I went over to Pete. “Are you alright?” I said.

”Those fuggin’ minchias,” Pete said. He got on all fours and reached with his right to his waist. I thought he was having a heart attack or something, but he really wasn’t. Out of the belt line of his light blue polyester pants he pulled a Colt Python.

”What the hell you doing with that thing here?” I said. He had it with him the whole time, but you’d never know. That was old Pete. This wasn’t the old neighborhood, for Christ sakes.

Pete gets up and settles in to a gentle, confident stance of a trained marksman. He lowers this thing, this cannon, and lets off two blasts. I jump at both. It was scarier than the “ahhhhhh.”

The first round missed. I saw a tuft of Spanish moss sway. It made me jump. I felt a strange pain in my jaw.

The second round goes through a sticker on the back window that says ‘Cocks Donor’ and shatters the windshield.

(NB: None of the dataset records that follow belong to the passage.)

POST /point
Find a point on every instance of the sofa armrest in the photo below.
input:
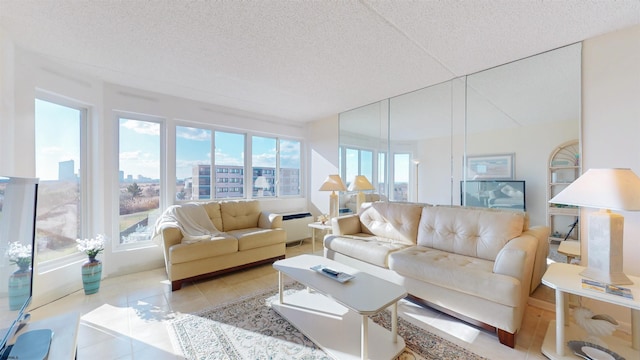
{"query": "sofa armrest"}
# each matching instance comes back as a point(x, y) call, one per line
point(269, 220)
point(346, 225)
point(516, 258)
point(171, 235)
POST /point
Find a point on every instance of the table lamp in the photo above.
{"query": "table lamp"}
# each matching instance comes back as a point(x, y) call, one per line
point(261, 184)
point(605, 189)
point(359, 184)
point(333, 183)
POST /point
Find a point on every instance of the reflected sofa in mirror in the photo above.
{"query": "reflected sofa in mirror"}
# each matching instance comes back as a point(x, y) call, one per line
point(526, 108)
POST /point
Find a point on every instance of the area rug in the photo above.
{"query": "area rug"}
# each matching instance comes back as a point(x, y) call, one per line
point(249, 329)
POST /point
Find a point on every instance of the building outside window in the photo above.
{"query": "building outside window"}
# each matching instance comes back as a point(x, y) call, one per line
point(229, 154)
point(193, 161)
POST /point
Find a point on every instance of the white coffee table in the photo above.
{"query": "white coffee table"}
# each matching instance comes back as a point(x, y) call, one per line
point(330, 315)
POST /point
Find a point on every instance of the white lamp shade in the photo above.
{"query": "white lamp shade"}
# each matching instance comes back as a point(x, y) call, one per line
point(360, 183)
point(333, 183)
point(613, 189)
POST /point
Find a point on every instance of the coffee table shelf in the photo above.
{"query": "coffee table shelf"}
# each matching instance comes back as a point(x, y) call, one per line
point(330, 312)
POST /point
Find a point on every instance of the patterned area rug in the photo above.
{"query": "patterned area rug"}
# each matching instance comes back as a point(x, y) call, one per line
point(249, 329)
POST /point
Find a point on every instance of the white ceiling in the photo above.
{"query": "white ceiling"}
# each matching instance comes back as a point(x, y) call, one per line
point(299, 60)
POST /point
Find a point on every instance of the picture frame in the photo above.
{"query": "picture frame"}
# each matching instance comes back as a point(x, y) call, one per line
point(490, 167)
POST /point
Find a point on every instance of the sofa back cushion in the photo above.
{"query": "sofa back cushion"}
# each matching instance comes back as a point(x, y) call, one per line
point(239, 214)
point(213, 210)
point(471, 232)
point(396, 222)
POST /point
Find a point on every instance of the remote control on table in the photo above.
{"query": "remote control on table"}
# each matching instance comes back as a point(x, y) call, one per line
point(331, 272)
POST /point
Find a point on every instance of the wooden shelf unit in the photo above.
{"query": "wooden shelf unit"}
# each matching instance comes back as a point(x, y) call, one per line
point(564, 168)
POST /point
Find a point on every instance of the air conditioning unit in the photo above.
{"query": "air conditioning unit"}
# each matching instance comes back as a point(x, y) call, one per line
point(297, 225)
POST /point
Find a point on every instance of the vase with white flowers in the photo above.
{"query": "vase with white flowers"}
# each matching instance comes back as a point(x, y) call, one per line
point(20, 280)
point(92, 268)
point(19, 255)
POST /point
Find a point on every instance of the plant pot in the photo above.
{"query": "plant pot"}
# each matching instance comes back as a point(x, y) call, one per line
point(19, 289)
point(91, 275)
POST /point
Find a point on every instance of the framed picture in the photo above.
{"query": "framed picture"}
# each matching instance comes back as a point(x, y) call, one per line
point(498, 166)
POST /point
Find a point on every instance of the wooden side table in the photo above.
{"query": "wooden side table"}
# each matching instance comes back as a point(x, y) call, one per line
point(566, 279)
point(326, 228)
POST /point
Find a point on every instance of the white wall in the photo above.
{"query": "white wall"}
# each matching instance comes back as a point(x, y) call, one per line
point(611, 126)
point(322, 159)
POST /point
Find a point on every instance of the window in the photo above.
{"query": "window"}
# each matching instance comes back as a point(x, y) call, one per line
point(140, 186)
point(358, 162)
point(263, 160)
point(60, 166)
point(229, 155)
point(382, 173)
point(401, 177)
point(289, 181)
point(193, 163)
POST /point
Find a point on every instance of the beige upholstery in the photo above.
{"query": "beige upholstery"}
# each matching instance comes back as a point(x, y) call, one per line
point(478, 263)
point(249, 237)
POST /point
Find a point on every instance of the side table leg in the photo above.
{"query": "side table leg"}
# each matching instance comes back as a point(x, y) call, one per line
point(635, 329)
point(313, 240)
point(364, 338)
point(560, 322)
point(394, 323)
point(280, 286)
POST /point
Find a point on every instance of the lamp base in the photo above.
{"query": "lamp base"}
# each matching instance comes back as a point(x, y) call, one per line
point(606, 277)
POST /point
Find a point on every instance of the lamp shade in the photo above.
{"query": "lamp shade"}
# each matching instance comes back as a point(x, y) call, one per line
point(612, 189)
point(360, 183)
point(333, 183)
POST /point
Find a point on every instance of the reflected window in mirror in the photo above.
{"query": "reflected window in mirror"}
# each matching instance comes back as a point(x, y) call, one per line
point(401, 172)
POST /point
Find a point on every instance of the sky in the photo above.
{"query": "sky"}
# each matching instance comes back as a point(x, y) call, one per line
point(139, 145)
point(53, 145)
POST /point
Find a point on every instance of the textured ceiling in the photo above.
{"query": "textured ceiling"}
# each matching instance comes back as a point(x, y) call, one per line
point(299, 60)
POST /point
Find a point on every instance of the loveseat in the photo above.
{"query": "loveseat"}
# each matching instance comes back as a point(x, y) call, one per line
point(476, 264)
point(207, 239)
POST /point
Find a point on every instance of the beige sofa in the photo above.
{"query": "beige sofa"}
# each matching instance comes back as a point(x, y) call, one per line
point(477, 264)
point(207, 239)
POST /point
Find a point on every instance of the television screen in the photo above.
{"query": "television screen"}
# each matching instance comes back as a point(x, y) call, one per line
point(18, 198)
point(500, 194)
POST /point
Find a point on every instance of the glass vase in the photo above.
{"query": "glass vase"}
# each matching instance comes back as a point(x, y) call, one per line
point(19, 288)
point(91, 275)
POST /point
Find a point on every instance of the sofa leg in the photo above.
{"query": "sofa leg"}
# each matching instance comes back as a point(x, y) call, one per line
point(176, 285)
point(507, 338)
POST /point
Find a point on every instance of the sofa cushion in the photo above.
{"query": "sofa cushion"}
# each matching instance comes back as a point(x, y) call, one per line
point(239, 214)
point(469, 232)
point(218, 245)
point(394, 222)
point(461, 273)
point(257, 237)
point(364, 247)
point(213, 210)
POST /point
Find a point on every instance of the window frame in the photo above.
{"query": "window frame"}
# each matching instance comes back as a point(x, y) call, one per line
point(85, 148)
point(117, 246)
point(247, 170)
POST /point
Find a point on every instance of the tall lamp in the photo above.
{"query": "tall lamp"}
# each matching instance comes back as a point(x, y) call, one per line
point(333, 183)
point(359, 184)
point(605, 189)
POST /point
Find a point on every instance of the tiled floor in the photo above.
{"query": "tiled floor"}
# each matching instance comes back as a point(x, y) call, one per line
point(127, 318)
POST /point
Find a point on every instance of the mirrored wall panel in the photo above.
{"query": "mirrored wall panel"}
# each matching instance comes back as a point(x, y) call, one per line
point(493, 126)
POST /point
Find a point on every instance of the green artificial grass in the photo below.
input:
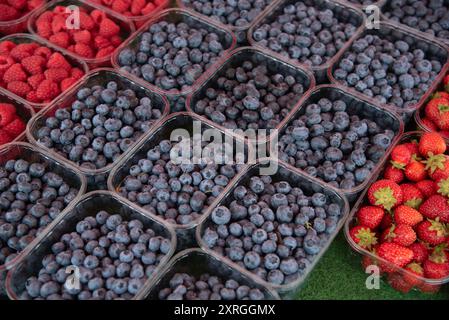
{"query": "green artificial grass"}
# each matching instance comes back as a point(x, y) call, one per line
point(339, 276)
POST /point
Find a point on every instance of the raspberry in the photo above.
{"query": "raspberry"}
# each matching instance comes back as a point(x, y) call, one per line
point(47, 90)
point(15, 128)
point(15, 73)
point(108, 28)
point(33, 65)
point(56, 74)
point(19, 88)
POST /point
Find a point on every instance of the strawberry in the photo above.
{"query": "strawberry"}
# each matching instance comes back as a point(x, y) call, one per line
point(407, 215)
point(396, 254)
point(7, 113)
point(420, 253)
point(370, 216)
point(385, 193)
point(431, 142)
point(401, 234)
point(400, 156)
point(415, 171)
point(363, 236)
point(435, 206)
point(394, 174)
point(427, 187)
point(432, 232)
point(411, 195)
point(15, 128)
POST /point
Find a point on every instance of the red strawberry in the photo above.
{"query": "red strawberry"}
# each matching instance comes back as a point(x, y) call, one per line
point(363, 236)
point(400, 156)
point(407, 215)
point(431, 142)
point(412, 196)
point(427, 187)
point(385, 193)
point(420, 253)
point(394, 174)
point(7, 113)
point(432, 232)
point(396, 254)
point(401, 234)
point(370, 216)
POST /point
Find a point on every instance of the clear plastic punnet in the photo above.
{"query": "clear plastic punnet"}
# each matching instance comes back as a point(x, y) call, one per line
point(309, 186)
point(356, 105)
point(29, 38)
point(26, 151)
point(226, 37)
point(258, 56)
point(416, 40)
point(87, 206)
point(184, 121)
point(96, 178)
point(126, 27)
point(240, 31)
point(392, 273)
point(196, 262)
point(342, 10)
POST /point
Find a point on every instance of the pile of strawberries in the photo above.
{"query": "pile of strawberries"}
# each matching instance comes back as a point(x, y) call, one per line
point(35, 72)
point(11, 125)
point(96, 37)
point(436, 111)
point(131, 8)
point(14, 9)
point(407, 220)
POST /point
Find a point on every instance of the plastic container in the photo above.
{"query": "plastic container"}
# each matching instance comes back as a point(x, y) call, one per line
point(23, 110)
point(136, 20)
point(227, 38)
point(345, 13)
point(181, 120)
point(30, 153)
point(416, 40)
point(425, 285)
point(17, 25)
point(239, 31)
point(87, 206)
point(196, 262)
point(295, 178)
point(29, 38)
point(257, 56)
point(126, 27)
point(386, 7)
point(96, 178)
point(356, 105)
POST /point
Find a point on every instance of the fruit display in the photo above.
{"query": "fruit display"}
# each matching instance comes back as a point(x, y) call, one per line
point(173, 50)
point(400, 224)
point(428, 16)
point(36, 72)
point(93, 41)
point(252, 90)
point(115, 248)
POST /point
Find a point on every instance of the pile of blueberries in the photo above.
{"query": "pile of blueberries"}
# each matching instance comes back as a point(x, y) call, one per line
point(31, 197)
point(100, 125)
point(172, 56)
point(272, 229)
point(239, 13)
point(330, 143)
point(186, 287)
point(250, 97)
point(391, 71)
point(179, 193)
point(305, 33)
point(431, 16)
point(114, 258)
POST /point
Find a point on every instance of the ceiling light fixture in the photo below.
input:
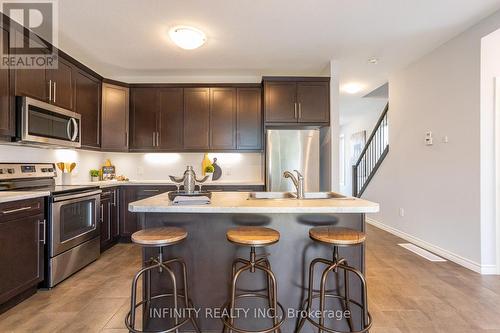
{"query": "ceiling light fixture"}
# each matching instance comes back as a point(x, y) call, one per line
point(188, 38)
point(352, 88)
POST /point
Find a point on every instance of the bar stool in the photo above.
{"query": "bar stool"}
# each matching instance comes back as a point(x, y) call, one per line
point(161, 238)
point(338, 237)
point(253, 237)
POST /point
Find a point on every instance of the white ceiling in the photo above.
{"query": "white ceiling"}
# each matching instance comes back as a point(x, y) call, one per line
point(127, 39)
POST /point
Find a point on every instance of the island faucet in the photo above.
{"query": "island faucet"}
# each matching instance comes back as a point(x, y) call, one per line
point(297, 181)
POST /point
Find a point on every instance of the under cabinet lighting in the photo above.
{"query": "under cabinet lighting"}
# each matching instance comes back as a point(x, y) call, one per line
point(226, 158)
point(161, 158)
point(66, 155)
point(188, 38)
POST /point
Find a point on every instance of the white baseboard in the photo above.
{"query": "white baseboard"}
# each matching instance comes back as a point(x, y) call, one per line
point(474, 266)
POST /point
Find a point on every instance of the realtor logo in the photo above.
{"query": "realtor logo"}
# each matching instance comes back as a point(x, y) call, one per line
point(30, 48)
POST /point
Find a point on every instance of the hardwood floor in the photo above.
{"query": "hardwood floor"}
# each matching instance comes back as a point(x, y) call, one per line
point(407, 293)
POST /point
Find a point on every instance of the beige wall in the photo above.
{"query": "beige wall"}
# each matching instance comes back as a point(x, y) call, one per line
point(445, 189)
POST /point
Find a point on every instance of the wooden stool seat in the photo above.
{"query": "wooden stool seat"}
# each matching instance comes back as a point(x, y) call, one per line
point(253, 236)
point(337, 235)
point(162, 236)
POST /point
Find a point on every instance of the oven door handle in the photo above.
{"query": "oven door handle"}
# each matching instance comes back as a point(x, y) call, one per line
point(75, 129)
point(75, 196)
point(68, 129)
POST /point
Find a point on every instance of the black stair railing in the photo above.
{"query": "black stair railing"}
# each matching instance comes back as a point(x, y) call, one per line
point(372, 156)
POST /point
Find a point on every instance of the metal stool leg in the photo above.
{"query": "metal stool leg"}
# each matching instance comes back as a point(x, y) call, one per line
point(366, 320)
point(253, 265)
point(322, 294)
point(346, 297)
point(233, 292)
point(186, 294)
point(310, 290)
point(274, 289)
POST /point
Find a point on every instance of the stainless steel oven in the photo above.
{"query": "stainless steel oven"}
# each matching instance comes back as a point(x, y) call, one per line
point(44, 123)
point(74, 220)
point(74, 232)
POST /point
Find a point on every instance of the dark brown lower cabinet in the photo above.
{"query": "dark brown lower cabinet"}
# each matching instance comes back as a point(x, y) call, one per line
point(109, 218)
point(22, 242)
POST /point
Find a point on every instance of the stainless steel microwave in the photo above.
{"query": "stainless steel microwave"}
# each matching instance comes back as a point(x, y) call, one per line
point(42, 123)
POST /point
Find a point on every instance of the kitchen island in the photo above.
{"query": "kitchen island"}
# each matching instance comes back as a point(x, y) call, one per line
point(209, 255)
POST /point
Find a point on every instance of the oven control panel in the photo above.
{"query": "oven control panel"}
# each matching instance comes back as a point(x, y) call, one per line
point(28, 170)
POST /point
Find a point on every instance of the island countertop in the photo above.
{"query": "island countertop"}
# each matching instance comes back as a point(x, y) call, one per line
point(237, 202)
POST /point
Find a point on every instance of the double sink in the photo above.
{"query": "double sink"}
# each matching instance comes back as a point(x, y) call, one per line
point(292, 195)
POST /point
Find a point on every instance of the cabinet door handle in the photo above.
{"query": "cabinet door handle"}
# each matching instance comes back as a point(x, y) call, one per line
point(11, 211)
point(44, 224)
point(50, 90)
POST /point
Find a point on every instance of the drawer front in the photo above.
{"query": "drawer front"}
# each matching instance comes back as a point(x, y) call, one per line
point(22, 208)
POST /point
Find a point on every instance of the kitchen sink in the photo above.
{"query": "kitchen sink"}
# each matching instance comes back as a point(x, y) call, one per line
point(292, 195)
point(271, 195)
point(323, 195)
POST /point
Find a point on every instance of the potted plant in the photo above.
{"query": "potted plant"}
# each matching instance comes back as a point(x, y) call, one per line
point(94, 175)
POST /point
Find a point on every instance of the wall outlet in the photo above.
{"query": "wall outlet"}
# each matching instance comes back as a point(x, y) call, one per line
point(428, 139)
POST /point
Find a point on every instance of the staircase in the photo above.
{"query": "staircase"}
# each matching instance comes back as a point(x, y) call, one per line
point(372, 156)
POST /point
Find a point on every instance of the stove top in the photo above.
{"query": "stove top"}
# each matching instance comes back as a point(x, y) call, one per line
point(64, 189)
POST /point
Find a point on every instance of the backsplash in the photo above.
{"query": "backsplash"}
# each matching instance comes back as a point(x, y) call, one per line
point(236, 167)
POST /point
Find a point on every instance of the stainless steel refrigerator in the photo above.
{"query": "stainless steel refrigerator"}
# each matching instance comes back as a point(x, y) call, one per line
point(289, 150)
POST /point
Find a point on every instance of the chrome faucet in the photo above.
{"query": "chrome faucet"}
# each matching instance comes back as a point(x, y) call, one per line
point(297, 181)
point(189, 180)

Under the halogen floodlamp about two blocks up, the windshield looks like a reddish colored prism.

I bet, if you stared long enough at the windshield, you could see a rainbow.

“Minchia,” Pete said. “I got the little prick.” He smiled at me, from behind his sepias. His tooth pick dangling.

He lowers the sight again, and lets off another round.

This time, the driver adds to the painted windshield.

The SUV crashes into a tree, and Pete puts the Colt Python back in his belt. It was a nice evening, so we decided to continue on our walk.

“I guess those guys won’t be going back to school this fall,” I said.